A year ago this week I stood in the lobby of the Museum in Grand Rapids that bears my name for a bittersweet ceremony involving hundreds of Vietnamese-Americans. We had gathered to dedicate a symbol of the war, and of their own unquenchable desire to be free. Today visitors to the Ford Museum can see the original stairway that led to the roof of the U.S. Embassy. Eighteen steps that afforded the only way out for over 6,000 Vietnamese and American personnel in South Vietnam's beleaguered capital.

For me, April 1975 was indeed the cruelest month. The passage of time has not dulled the ache of those days, the saddest of my public life. I pray that no future American President is ever faced with the grim options that confronted me as the military situation on the ground deteriorated ... mediating between those who wanted an early exit from Saigon, and others who would go down with all flags flying ... running a desperate race against the clock to rescue as many people as we could before enemy shelling destroyed airport runways ... followed by the heartbreaking realization that, as refugees streamed out on to those runways, we were left with only one alternative - a final evacuation by helicopter from the embassy roof.

A quarter century after Operation Frequent Wind concluded, I still grieve over those we were unable to rescue. I still mourn for 2500 American soldiers who to this day remain unaccounted for. Yet along with the pain there is pride. In the face of overwhelming pressure to shut our doors, we were able to resettle a first wave of over 130,000 Vietnamese refugees. To do anything less would, in my opinion, only add moral shame to military humiliation. It would have repudiated the values we cherish as a nation of immigrants, and our longstanding tradition of providing refuge for the victims of religious, ethnic and political persecution.

Age has its privileges. Certainly old men are entitled to their memories. I will never forget a visit to Vietnam in 1953, where I listened, in Saigon, to French generals confidently predict victory at Dien Bien Phu. But there is such a thing as collective memory too. Writing recently in the New York Times magazine, Ward Just noted that the Cold War that gave rise to American involvement in Indochina is long since over. "Yet the ghosts remain at the table," he added, "rising whenever Washington contemplates a military venture. Nicaragua, Grenada, Panama, Somalia, Haiti, Bosnia, Serbia and Kosovo were all seen through the shadow of Vietnam. For American statecraft, the legacy is as profound as that of World War II.”

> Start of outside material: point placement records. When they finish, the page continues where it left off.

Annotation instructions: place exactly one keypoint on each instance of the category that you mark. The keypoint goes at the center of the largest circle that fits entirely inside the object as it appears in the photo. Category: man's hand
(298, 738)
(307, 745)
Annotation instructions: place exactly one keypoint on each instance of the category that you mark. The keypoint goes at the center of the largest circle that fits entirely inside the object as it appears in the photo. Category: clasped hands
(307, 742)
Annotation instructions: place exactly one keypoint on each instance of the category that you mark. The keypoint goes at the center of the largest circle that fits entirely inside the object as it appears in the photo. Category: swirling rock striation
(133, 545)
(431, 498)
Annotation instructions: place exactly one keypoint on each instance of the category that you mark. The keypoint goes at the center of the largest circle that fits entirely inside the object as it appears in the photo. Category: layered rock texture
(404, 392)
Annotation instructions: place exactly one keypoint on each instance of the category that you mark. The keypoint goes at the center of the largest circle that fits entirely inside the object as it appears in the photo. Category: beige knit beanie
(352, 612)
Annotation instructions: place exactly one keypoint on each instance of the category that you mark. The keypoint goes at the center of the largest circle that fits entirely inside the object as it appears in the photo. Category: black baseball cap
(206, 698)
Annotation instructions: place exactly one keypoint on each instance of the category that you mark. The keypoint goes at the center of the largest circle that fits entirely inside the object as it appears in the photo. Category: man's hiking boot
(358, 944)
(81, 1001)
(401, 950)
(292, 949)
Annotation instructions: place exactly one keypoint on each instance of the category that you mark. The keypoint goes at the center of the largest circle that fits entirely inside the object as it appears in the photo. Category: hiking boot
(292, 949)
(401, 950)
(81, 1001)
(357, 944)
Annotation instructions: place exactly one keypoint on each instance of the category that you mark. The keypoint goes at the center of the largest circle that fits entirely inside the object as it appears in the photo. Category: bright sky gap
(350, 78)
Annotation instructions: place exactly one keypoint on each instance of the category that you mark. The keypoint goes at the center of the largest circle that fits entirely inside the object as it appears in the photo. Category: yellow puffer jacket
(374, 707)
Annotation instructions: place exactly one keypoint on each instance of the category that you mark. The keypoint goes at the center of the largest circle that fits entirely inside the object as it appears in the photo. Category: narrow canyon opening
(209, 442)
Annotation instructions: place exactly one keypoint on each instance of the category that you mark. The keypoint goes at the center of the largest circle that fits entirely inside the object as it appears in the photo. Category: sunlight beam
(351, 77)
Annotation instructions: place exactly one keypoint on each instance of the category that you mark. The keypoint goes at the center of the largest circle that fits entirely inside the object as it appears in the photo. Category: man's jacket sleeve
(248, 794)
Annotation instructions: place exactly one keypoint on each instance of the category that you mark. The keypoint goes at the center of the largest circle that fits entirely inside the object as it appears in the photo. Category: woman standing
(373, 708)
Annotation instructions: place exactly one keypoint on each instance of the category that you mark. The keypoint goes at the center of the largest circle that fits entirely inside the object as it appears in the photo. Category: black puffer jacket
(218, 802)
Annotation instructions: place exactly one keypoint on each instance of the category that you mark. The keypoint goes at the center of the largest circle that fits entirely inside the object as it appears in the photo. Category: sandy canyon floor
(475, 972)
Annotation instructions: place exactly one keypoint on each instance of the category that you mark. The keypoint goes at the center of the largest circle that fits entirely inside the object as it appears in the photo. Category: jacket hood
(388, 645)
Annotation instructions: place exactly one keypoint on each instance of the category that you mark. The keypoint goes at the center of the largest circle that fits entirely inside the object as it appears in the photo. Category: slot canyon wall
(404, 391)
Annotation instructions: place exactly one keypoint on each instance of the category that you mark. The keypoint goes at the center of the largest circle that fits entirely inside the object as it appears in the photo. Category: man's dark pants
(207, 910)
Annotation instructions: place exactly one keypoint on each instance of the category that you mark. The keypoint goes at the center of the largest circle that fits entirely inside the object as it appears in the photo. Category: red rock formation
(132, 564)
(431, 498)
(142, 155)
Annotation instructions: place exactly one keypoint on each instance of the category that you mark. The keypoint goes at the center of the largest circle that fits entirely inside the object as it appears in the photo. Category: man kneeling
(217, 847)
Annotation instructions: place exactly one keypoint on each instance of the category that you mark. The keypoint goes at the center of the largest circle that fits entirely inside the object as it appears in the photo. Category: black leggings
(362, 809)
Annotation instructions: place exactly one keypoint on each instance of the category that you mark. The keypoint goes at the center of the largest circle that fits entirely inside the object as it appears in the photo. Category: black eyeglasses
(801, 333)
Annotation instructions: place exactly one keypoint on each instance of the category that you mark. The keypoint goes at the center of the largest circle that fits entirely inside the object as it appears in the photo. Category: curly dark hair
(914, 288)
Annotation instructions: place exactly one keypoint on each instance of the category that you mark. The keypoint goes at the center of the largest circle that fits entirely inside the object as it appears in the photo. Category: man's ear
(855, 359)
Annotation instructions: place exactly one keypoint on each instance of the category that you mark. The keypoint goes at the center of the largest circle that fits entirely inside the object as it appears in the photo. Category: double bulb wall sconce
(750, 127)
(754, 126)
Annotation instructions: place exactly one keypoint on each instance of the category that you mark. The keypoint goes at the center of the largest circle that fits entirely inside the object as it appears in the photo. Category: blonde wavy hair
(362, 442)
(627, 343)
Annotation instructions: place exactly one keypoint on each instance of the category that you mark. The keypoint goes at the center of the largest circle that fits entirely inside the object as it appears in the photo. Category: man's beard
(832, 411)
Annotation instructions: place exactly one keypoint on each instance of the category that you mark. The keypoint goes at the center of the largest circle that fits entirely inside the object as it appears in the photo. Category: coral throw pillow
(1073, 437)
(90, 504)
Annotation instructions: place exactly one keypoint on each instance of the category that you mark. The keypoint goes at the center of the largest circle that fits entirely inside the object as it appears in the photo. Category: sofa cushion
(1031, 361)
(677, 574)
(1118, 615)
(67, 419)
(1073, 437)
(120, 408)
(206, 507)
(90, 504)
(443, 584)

It is to examine that legacy, along with the enduring impact of the Vietnam War upon this country's political institutions, its politics and its journalism that we have gathered at the Michigan League. To help in our examination we have assembled a remarkable group of diplomats and other public servants, together with historians, biographers, journalists, and academic experts. Many are no doubt familiar to you. One, however, I'd like to single out. We arrived in Congress on the same day in 1949. He was a liberal Democrat from Minnesota, one of the most eloquent and principled members of his party. I was an Arthur Vandenberg Republican from Grand Rapids, who didn't object, then or later, when people called me charismatically challenged.

In 1968 his convictions led him to challenge an incumbent President with whose Vietnam policies he profoundly disagreed. On countless campuses across America, including this one, he was and remains a true hero. I'm delighted to welcome him back to Ann Arbor. I'm honored to call Gene McCarthy my friend.

And now it's time for this morning's first panel, which will examine the legacy of Vietnam on America and the World. To moderate this and the following panel, I'm happy to introduce one of this country's most distinguished, if youthful, historians, a student of the Presidency who is as thoughtful as he is prolific. He is the author of definitive biographies of Jimmy Carter and Dean Acheson, as well as an epic history of the United States and a forthcoming life of the great civil rights pioneer Rosa Parks. Will you please join me in welcoming Douglas Brinkley.